Muscular Dystrophy Cause

Facioscapulohumeral muscular dystrophy (FSHD) is claimed to be one of the most common forms of muscular dystrophy. This disease may not be life-threatening, but triggers problems with chewing and speaking. Investigators have apparently discovered the DUX4 gene that results in FSHD.

In a prior research, it was affirmed that FSHD is linked with a shortened DNA sequence located on chromosome 4. But a later investigation claimed that the shortened DNA sequence on chromosome 4 is not enough to trigger FSHD. These discoveries contradicted each other and researchers were supposedly unable to gauge the actual cause of this disease. In the current investigation, scientists introduced a model for clarifying these previous findings.
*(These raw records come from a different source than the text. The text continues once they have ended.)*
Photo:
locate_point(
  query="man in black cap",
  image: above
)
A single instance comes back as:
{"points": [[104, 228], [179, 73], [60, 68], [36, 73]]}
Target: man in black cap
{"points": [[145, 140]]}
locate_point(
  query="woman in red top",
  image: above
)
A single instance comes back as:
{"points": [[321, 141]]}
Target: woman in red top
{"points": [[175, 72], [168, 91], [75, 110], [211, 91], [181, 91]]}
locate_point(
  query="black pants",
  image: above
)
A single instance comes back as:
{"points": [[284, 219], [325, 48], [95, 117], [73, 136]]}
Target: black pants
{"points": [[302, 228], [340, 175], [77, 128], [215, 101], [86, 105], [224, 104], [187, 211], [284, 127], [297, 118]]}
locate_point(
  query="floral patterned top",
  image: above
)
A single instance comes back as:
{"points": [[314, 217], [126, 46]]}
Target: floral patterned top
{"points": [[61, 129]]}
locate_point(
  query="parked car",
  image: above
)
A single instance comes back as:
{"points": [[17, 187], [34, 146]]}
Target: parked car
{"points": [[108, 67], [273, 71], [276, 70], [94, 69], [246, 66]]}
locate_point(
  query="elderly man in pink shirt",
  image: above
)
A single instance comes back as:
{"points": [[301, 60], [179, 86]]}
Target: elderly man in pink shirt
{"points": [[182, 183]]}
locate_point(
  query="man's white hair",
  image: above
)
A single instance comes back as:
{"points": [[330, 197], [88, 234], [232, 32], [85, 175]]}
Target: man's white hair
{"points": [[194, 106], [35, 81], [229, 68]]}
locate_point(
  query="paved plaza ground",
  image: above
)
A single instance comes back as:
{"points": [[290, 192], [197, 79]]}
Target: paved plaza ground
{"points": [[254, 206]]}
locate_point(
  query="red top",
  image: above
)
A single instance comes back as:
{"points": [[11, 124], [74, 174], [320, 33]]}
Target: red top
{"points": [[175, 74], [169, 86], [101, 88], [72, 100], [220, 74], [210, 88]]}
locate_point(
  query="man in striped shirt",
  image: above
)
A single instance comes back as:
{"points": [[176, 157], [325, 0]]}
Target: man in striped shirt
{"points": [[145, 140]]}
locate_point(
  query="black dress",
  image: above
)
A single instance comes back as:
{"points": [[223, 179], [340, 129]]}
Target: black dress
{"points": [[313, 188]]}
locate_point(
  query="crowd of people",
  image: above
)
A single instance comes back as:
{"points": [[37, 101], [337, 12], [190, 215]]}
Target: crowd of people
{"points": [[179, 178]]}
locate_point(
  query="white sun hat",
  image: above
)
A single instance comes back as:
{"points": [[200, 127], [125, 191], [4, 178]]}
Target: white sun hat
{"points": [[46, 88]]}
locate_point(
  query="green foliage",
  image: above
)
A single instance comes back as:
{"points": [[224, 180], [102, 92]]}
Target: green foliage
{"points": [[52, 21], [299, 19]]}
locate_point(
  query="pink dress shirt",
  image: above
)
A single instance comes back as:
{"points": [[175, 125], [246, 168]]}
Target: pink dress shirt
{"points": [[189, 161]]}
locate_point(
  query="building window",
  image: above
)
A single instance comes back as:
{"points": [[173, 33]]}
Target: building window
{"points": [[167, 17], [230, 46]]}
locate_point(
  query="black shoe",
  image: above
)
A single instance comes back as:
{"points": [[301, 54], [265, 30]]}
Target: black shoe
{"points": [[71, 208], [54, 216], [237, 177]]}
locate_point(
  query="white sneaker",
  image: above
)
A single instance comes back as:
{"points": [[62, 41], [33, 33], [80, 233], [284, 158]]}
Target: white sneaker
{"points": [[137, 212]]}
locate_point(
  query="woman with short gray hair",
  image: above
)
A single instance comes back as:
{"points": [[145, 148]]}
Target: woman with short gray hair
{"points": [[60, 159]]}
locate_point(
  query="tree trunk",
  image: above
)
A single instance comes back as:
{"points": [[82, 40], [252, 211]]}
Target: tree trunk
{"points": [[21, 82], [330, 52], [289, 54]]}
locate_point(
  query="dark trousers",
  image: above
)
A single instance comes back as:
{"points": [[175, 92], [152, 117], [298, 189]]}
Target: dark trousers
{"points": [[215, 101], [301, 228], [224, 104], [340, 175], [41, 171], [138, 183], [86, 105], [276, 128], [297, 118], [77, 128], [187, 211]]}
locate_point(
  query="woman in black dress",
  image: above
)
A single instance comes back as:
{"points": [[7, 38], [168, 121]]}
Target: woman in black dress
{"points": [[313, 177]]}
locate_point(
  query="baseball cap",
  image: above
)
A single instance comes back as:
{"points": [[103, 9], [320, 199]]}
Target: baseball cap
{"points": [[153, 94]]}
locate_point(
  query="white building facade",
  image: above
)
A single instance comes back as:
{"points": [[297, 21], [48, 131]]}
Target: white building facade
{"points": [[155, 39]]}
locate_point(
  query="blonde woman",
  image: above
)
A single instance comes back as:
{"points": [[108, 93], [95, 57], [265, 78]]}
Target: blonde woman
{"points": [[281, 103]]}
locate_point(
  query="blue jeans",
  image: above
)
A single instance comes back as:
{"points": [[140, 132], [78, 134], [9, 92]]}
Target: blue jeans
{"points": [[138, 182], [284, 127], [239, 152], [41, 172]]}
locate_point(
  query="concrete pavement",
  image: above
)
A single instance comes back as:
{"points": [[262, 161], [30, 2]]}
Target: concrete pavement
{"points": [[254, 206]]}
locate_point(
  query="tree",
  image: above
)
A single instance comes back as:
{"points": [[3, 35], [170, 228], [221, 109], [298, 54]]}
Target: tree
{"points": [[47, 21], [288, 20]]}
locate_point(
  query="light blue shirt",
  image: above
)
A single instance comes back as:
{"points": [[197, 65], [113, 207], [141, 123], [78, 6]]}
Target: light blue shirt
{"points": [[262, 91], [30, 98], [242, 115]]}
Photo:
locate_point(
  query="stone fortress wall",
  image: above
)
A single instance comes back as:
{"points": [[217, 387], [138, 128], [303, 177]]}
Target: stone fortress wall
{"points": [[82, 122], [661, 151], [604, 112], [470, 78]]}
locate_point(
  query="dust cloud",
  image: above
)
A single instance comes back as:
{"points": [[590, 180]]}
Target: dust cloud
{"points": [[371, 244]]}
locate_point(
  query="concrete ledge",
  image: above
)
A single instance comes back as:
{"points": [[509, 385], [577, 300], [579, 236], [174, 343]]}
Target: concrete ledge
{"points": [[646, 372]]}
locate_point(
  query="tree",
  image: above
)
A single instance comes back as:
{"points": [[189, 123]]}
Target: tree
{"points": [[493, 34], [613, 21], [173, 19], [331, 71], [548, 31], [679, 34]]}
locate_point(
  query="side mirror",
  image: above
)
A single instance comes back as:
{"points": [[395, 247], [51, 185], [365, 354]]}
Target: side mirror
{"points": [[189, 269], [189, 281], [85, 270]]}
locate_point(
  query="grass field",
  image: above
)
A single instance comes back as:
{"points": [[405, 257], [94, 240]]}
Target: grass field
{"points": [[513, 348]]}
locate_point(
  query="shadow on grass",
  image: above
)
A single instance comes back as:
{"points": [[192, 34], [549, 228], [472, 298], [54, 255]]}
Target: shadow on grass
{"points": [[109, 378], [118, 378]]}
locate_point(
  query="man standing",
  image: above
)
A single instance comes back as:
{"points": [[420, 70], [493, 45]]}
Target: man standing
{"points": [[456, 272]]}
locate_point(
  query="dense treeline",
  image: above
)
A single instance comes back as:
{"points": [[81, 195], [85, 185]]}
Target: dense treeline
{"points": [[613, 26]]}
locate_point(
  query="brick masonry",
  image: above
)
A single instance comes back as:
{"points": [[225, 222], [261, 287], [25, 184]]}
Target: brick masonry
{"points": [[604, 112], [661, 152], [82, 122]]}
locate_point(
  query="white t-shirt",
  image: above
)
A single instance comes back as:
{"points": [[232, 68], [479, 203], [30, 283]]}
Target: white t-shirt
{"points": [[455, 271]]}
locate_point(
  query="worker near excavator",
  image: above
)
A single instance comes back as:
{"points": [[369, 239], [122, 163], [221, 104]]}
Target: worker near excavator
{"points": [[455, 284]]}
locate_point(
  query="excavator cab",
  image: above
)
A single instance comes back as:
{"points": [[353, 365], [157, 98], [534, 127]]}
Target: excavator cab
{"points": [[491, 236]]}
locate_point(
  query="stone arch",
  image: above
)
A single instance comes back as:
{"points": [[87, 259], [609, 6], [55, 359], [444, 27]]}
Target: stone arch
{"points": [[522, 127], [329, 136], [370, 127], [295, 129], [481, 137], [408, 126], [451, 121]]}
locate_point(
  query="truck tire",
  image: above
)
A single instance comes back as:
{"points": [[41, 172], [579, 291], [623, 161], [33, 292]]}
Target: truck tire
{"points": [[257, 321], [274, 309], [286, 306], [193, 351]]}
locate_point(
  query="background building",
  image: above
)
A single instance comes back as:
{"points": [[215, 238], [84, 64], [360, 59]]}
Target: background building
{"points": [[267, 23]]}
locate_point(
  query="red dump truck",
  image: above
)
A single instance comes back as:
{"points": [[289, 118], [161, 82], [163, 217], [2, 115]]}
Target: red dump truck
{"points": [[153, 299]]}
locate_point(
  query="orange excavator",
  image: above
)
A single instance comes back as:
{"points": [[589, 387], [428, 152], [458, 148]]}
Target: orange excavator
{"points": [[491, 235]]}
John Porter, Ph.D., a program director at NIH’s National Institute of Neurological Disorders and Stroke (NINDS) commented, “This study presents a model of the disease that ties together many complex findings, and will allow researchers to test new theories and potential new treatments.”

A group of repetitive DNA known as tandem repeat array was discovered by the experts at one end of chromosome 4. In healthy individuals around 10-100 repeating units of DNA may be present. But in most FSHD patients less that 10 repeats can be apparently found. Each repeating unit seemingly consists of a gene termed as DUX4. In FSHD patients this gene is assumed to develop a piece of RNA that is toxic to muscle cells.

RNA which is considered as a sister molecule to DNA apparently performs many important functions. The durability of DUX4 RNA is believed to be affected by the variations on chromosome 4. The chromosome variations in FSHD patients may include a trailing segment to the RNA known as poly(A) tail. When this RNA is attached it seemingly becomes more stable and more likely to cause damage.

Dr. Tapscott enlightened, “This study provides evidence that DUX4 RNA is likely a key part of the disease process in FSH muscular dystrophy, and justifies further investigation of its role and how to silence its effects.”

The researchers created artificial DNA constructs that consisted of short repeat array, in combination with different variations on chromosome 4. These constructs were then inserted into muscle cells. The experts analyzed the way chromosome 4 variations affect the level of DUX4 RNA. Various FSHD families were also scrutinized along with novel chromosome rearrangements. It was observed that all families with FSHD had chromosome 4 sequences encoding the poly(A) tail. The investigators undertook other experiments which affirmed the presence of DUX4 RNA in muscle cells from FSHD individuals only. This RNA was supposedly missing in cells from unaffected individuals.

The research was published in the journal Science.